Over 90% of the assets owned by millionaires are held in a combination of low-risk investments (bonds and cash), the stock market, and real estate. Business startup costs made up less than 1% of the investments of high net worth individuals in North America in 2011.
Perhaps, instead, they're building businesses on their own? No. Only 3 percent of the CEOs, upper management, and financial professionals were entrepreneurs in 2005, even though they made up about 60 percent of the richest .1% of Americans. A recent study found that less than 1 percent of all entrepreneurs came from very rich or very poor backgrounds. They come from the middle class.
That deserves repeating. Entrepreneurs come from the middle class.
Not surprisingly, then, since the middle class has been depleted by the steady accumulation of wealth at the top, the number of entrepreneurs per capita has decreased 53% since 1977, and the number of self-employed Americans has decreased 20% since 1991.
5. Big business is even worse at job creation
First of all, the cash holdings for non-financial U.S. firms increased to $1.24 trillion in 2011, with about 57 percent of it stashed overseas. Commerce Department figures show that U.S. companies cut their work forces by 2.9 million from 2000 to 2009 while increasing overseas employment by 2.4 million.
The top holders of cash, including Apple and Google and Intel and Coca Cola and Chevron, are also spending their money on stock buybacks (which increase stock option prices), dividends to investors, and subsidiary acquisitions. According to Bloomberg, share repurchasing is at one of its highest levels in 25 years.

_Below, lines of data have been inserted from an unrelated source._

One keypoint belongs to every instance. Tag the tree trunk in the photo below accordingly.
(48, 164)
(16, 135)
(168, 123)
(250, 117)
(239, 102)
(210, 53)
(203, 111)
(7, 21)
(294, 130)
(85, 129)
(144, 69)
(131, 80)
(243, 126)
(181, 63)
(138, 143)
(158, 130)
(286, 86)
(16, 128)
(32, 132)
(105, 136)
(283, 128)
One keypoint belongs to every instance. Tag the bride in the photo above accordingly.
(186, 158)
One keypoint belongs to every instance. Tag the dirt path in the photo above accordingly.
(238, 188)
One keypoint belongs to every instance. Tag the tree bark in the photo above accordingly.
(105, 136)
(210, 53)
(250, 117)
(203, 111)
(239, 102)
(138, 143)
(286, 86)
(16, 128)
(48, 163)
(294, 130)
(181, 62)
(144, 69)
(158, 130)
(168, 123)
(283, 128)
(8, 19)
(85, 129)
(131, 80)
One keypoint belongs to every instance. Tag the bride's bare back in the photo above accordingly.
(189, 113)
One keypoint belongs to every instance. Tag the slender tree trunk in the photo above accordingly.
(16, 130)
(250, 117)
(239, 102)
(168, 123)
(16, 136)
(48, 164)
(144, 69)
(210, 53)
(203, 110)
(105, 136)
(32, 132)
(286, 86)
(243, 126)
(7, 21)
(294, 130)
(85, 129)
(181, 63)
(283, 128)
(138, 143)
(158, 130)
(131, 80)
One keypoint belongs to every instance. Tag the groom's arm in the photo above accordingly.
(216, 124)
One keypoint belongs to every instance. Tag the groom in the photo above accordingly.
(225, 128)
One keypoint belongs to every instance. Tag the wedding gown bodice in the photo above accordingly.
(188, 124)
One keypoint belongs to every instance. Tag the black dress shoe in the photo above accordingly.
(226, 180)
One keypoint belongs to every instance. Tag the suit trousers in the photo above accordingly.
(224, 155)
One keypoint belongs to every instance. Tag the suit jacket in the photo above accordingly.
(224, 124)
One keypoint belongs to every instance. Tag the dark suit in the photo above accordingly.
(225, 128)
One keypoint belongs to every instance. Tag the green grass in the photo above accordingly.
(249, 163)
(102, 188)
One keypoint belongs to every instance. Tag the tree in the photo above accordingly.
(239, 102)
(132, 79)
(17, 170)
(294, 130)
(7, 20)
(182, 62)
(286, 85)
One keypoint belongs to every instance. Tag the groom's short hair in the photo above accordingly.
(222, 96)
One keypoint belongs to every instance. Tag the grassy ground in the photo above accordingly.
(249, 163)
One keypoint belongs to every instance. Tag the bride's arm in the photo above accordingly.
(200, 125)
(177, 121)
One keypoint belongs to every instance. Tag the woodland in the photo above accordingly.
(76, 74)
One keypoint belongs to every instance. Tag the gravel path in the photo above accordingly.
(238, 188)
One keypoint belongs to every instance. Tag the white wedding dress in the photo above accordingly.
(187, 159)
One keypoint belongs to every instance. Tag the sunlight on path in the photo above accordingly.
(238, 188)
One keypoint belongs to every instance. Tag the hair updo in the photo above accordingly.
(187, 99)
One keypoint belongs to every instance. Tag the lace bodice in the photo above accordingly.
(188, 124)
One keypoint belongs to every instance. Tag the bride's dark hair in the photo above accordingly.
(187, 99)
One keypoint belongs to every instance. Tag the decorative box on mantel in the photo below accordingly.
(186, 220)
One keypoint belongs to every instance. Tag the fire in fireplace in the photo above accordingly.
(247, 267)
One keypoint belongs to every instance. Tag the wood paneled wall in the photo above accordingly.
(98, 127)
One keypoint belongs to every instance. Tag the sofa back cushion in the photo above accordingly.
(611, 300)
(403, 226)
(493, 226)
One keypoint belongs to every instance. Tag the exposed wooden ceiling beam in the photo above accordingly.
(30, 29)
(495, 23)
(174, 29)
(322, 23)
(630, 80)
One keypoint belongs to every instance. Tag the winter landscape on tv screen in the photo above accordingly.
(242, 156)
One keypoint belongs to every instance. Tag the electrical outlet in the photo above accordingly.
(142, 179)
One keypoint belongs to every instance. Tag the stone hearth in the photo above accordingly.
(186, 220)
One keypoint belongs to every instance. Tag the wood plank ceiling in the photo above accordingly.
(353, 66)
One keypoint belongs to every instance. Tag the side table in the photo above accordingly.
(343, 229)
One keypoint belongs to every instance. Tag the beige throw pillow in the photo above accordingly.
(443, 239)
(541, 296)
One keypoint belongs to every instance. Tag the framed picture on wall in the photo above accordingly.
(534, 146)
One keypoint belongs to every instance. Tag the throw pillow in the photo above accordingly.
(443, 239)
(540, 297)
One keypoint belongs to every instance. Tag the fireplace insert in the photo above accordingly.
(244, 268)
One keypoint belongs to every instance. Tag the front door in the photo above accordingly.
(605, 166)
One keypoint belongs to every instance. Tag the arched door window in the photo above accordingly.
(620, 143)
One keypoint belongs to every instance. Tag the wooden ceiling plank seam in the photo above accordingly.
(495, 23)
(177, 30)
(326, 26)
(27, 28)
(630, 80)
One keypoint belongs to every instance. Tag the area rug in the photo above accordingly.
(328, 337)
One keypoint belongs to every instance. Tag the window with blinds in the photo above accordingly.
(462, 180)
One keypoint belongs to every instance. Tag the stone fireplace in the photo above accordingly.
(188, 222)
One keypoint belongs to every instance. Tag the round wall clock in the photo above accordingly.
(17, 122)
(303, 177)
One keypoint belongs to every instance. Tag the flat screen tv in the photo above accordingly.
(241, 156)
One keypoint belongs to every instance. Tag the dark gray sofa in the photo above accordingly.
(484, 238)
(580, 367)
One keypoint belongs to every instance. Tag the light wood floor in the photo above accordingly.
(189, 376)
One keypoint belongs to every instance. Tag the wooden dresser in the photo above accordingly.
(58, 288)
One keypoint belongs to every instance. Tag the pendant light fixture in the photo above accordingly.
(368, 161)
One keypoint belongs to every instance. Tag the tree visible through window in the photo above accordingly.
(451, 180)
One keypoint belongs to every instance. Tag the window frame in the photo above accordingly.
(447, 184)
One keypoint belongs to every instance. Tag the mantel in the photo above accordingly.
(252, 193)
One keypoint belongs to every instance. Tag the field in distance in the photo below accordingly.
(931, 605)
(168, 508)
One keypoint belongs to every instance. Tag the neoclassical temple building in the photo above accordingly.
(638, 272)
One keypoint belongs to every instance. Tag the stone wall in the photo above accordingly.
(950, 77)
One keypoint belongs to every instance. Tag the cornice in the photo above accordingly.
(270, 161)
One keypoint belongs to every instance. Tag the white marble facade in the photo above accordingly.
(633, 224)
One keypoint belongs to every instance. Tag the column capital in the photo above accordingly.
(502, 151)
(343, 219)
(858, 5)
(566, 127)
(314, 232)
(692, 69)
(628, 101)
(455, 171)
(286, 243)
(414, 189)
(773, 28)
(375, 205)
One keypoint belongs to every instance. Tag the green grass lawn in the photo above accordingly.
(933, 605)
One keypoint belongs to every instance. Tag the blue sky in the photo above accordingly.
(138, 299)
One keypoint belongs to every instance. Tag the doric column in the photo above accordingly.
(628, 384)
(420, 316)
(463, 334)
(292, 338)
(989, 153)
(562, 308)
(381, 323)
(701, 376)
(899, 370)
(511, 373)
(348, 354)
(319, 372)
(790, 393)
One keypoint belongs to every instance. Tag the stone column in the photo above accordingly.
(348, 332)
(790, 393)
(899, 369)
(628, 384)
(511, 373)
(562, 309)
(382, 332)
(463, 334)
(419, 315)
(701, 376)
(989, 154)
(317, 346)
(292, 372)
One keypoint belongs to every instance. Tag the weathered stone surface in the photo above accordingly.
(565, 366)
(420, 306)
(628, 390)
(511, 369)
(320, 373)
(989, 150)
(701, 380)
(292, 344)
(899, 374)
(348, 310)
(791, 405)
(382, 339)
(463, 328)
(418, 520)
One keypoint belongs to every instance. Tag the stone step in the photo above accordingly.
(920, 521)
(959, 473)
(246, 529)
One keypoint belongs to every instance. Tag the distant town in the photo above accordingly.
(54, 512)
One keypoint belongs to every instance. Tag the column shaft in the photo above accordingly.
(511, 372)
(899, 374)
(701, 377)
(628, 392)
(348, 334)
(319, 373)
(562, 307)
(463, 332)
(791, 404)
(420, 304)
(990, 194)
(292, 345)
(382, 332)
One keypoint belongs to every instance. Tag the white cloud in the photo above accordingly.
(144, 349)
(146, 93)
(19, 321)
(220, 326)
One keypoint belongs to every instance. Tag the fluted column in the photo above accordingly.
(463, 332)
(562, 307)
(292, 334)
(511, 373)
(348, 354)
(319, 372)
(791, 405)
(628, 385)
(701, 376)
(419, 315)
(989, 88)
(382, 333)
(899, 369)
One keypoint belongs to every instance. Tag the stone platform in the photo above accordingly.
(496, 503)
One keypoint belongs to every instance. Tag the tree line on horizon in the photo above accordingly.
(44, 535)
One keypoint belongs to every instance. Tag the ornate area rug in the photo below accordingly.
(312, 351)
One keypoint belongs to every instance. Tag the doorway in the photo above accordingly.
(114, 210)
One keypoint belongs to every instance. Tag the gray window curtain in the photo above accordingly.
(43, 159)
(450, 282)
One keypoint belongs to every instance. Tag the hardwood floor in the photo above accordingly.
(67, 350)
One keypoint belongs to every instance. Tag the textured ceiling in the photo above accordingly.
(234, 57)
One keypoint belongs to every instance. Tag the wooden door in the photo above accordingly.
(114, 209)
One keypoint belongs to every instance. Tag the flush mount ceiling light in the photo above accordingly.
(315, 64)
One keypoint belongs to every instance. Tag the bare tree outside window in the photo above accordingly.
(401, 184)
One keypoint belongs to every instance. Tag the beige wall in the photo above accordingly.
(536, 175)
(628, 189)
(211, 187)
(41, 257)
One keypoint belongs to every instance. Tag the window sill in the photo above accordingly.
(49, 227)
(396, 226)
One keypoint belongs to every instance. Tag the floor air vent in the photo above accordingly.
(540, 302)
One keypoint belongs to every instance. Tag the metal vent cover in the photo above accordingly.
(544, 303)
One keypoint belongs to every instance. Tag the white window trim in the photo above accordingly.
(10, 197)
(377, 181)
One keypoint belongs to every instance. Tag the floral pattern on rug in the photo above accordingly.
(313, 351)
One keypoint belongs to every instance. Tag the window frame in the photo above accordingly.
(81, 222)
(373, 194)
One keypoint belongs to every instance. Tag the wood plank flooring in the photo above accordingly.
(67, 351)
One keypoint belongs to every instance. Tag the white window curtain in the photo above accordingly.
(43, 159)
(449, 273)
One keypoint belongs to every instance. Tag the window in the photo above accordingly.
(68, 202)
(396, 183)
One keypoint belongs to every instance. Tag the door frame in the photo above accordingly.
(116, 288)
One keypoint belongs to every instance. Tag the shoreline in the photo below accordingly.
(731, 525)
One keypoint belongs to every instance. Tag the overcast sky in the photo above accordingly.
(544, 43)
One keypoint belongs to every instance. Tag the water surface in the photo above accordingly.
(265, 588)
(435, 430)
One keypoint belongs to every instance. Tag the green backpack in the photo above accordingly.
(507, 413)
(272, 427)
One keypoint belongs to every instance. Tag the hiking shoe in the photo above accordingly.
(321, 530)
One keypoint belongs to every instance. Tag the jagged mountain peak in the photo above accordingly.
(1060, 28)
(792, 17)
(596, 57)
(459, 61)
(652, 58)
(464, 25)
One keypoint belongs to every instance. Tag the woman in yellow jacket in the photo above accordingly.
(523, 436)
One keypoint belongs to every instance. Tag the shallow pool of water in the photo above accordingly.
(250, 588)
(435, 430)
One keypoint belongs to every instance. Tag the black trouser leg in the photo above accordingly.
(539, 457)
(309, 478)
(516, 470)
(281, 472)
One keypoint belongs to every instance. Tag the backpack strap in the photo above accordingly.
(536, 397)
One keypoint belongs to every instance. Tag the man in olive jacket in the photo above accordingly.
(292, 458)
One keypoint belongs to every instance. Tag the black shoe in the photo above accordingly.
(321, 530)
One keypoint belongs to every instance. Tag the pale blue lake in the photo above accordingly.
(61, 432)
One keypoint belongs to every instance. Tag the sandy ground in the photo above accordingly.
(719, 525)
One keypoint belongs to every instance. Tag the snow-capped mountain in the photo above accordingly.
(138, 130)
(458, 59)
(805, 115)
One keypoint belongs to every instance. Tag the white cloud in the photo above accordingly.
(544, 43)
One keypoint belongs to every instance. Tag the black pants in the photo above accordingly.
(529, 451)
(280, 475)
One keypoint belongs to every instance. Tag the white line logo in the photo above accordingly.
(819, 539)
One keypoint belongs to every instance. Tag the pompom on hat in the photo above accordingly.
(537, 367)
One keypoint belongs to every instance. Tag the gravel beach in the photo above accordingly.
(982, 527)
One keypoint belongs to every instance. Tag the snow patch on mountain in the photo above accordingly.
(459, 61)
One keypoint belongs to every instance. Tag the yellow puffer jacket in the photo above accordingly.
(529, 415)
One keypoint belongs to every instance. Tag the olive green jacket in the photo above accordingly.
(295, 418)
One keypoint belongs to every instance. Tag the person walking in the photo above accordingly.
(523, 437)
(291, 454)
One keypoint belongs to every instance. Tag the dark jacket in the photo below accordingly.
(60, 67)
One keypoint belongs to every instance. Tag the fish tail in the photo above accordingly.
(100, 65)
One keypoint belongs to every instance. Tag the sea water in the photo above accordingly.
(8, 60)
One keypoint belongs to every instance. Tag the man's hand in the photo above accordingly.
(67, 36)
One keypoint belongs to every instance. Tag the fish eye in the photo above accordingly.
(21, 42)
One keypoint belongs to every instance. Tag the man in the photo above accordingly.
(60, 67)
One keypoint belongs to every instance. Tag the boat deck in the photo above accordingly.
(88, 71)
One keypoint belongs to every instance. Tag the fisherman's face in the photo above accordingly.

6. The Big Fraud: Tax us less, and the jobs will come
Despite their unwillingness to invest in jobs, and even in the face of damning evidence against their tax myths, the super-rich fight like wildcats at any suggestion that they support the country that provided their wealth. Way back in 1984, right after the Reagan tax cuts, the U.S. Treasury Department came to the obvious but belated conclusion that tax cuts cause a loss of revenue. A 2006 Treasury Department study found that extending the Bush tax cuts would have no beneficial effect on the U.S. economy. Other sources have confirmed that economic growth was fastest in years with relatively high top marginal tax rates.
Ample evidence exists to show that no relationship exists between the capital gains tax rate and investment. As noted in the Washington Post, "The top tax rate on investment income has bounced up and down over the past 80 years - from as high as 39.9 percent in 1977 to just 15 percent today - yet investment just appears to grow with the cycle, seemingly unaffected." In fact, the low rate may even have a negative effect on growth. A Congressional Research Service report states: "Capital gains tax rate increases appear to increase public saving and may have little or no effect on private saving. Consequently, capital gains tax increases likely have a positive overall impact on national saving and investment."
7. So what becomes of the jobs?
Corporations are hoarding over a trillion dollars. The richest 1% take a trillion dollars a year more than productivity-based earnings since 1980. Over eight trillion untaxed dollars is being hidden overseas.
That's a present value of ten trillion misdirected dollars. Just 1/10 of that would create 25 million jobs, one for every unemployed or underemployed worker in America. Or a $45,000 a year job for every college student in the United States.
But the people who call themselves "job creators" do nothing to make that happen.